Centro de Profesionales de la Acción Católica "SANTO TOMÁS DE AQUINO" de Buenos Aires, Argentina.

24 de abril de 2016

LA CARIDAD NO BROTA DESDE EL SUELO: SÓLO DESCIENDE DESDE EL CIELO


Jn. XIII:
EL CENTRO INEFABLE DEL RELATO

“Los amó hasta el extremo”
“Ámense como Yo los he amado”

Reflexión sobre el capítulo 13 del Evangelio según San Juan, del monasterio del Cristo Orante.



San Juan evangelista, a treinta años del acontecimiento que ha de relatar, se ve desafiado en su memoria y en su ingenio (pues la inspiración divina no le ahorra nada de esto), para lograr volcar al griego aquel intenso y extenso discurso crucial de nuestro Señor, la noche antes de su Pasión. 

No es un discurso más: es fundamento, es testamento. 

Allí fue que expresó en su arameo natal el Amor extremo, ese que lo movería en pocas horas a dar la vida por nosotros, ese por el cual ama al Padre y al Espíritu de Ambos, ese que derramará en nuestros corazones para poder nosotros amarnos los unos a los otros. Ese en que funda religión.

Pero Juan tiene un problema. 

Recuerda bien que el Señor se esmeró aquella noche en explicar que se trataba de un “amor” por demás ajeno a los parámetros humanos. Que el Señor aludía a una realidad intradivina, increada, completamente inapropiada y desconocida para el orden creatural. Algo imposible de nombrar en términos humanos por el simple escollo de no haber realidad en este mundo a la cual referirla. Y Juan repasa los vocablos que tiene a mano en el griego (eros, filía, stergo) y ninguno le convence; pues ninguno logra acercarse a lo que el Señor dijera aquella intensa noche de adioses. Tal vez combinándolos entre sí, tal vez procurando superlativos, tal vez acertando a algún adjetivo… 

Juan piensa, escribe, tacha, borronea, corrige, reintenta, hace un bollo sus papiros y los tira al cesto… 

Al llegar a este Capítulo XIII sabe, como Borges en su Aleph, estar arribando al inefable centro de su relato, donde empieza la desesperación de escritor.

Y es entonces que, vencido, acepta hacer lo que no es del todo delicado más que en grave necesidad: pues inventará una palabra para nombrar esa Realidad del Amor divino hasta entonces desconocida para los humanos. Como hay que ponerle nombre a un nuevo planeta descubierto o a una nueva droga inventada. Y para no hacerlo de cero, desde la nada, recurre a un verbo en desuso, que se solía emplear antaño para hacer alusión al inefable vínculo entre los dioses griegos. “Agapao” era el verbo.

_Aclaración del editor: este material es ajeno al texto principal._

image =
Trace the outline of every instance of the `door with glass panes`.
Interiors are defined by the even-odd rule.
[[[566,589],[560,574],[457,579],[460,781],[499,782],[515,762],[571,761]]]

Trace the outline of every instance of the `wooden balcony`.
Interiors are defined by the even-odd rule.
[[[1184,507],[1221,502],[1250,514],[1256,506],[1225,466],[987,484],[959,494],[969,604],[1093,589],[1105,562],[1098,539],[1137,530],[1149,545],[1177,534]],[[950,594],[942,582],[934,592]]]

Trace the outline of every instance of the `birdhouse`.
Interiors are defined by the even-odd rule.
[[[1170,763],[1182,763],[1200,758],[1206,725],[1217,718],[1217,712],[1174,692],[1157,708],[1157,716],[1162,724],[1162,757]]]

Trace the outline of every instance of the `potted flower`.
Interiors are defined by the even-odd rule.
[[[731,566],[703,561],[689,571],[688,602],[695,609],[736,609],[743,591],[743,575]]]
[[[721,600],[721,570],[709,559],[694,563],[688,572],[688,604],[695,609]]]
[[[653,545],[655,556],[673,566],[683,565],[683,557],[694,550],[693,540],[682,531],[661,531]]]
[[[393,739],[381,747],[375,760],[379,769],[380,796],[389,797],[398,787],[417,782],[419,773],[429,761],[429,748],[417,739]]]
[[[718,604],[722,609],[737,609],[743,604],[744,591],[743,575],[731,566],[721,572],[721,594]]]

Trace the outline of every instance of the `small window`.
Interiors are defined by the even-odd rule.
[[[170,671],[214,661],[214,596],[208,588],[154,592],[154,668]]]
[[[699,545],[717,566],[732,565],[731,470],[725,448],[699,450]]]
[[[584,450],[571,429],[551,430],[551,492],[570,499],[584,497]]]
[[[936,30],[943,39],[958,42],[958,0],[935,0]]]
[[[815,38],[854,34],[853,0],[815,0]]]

Y Juan lo sustantiviza y amoneda el “agape”: “eso” es lo que el Señor refirió al hablar de su vínculo con su Padre y con nosotros, constituyéndolo Ley Nueva. Nueva y Única.


Nunca terminaremos de entender qué sea este “agape” derramado en nuestros corazones. Nunca terminaremos de entender la Caridad cristiana si la seguimos confundiendo con un cacho de traspirado afecto humano. Nunca terminaremos de entender el loquísimo experimento divino por el cual nos ha TRASPLANTADO el mismísimo amor con que el Padre, el Hijo y el Espíritu se aman, se entregan y reciben, se vuelcan Unos en los abismos infinitos de los Otros… Se trata de la Vida misma de Dios, el Eterno Pulso mismo de Dios, ingeniosamente transferido o transfundido en nosotros.


Ni la novela de ciencia ficción más audaz ha inventado una trama más curiosa, inverosímil y fabulosa. Digna del máximo descreimiento (sólo lo increíble es digno de Fe). Sería burdo o ramplón (y un poco torpe) pergeñar un cuento donde, en un laboratorio, se le extrajera a un hombre un par de neuronas y se las aplicara a la diminuta cabecita de una hormiga inmunodeprimida, que tras cierta confusión, levanta cabeza y pasa a ejercer las tres operaciones mentales sin inconvenientes.

Y no obstante es más verosímil eso que este divino invento: el Amor que Dios vive en Sí mismo ha sido injertado en nuestros corazones. Para que el humano, en principio sólo capaz de desear, de querer, de simpatizar, de agradar, de convivir, de sobrellevarse, de congeniar… fuera capaz de lo absolutamente ajeno a su natura, fuera capaz de lo absolutamente salido de escala: amar con amor divino, amar como dioses. Es más fácil imaginar una hormiga filosofando que a un humano viviendo la Caridad. Nunca lo terminaremos de entender.

Pero nunca lo EMPEZAREMOS a entender si no superamos de una buena vez las miradas naturalistas de este Misterio. No es filantropía, no es palmadita al hombro, no es “toma mi mano hermano”… Es el vertiginoso Abismo del Amor infinito e increado con que Dios se ama a Sí mismo, vertido en nuestro diminuto cuenco. Cual las aguas todas del océano volcadas en un dedal.

La Caridad no brota desde el suelo: sólo desciende desde el Cielo, que es su hábitat propio y connatural. Por eso es crucial el final de la expresión del Señor: amarse no como les salga, como les brote, sino amarse como Yo los he amado. Y esto no en una impostada emulación, en una estéril imitación externa. Juan recordó bien la inflexión, la insistencia del Señor en este detalle, y se demoró en dar con un vocablo que ayudara a captar este acento: “kazós” en griego está diciendo algo muy puntual y específico: ámense CON EL MISMO AMOR con que Yo los estoy amando a ustedes y a mi Padre. 

Ámense desde la actividad misma del órgano trasplantado, con la “Fuerza de Dios”, que no otra cosa está diciendo “virtud teologal”: la fuerza de Dios.

Ámense con la Fuerza de Dios. 

No hay proeza divina más grande que ésta. 

No hay milagro más impactante, más impresionante que éste.
 
No hay locura divina más insólita que ésta. 

Por eso, quien sea testigo de esta proeza no podrá "no creer". Pues llamarán más la atención que esa oscura hormiguita leyendo Schakespeare al borde de su hormiguero.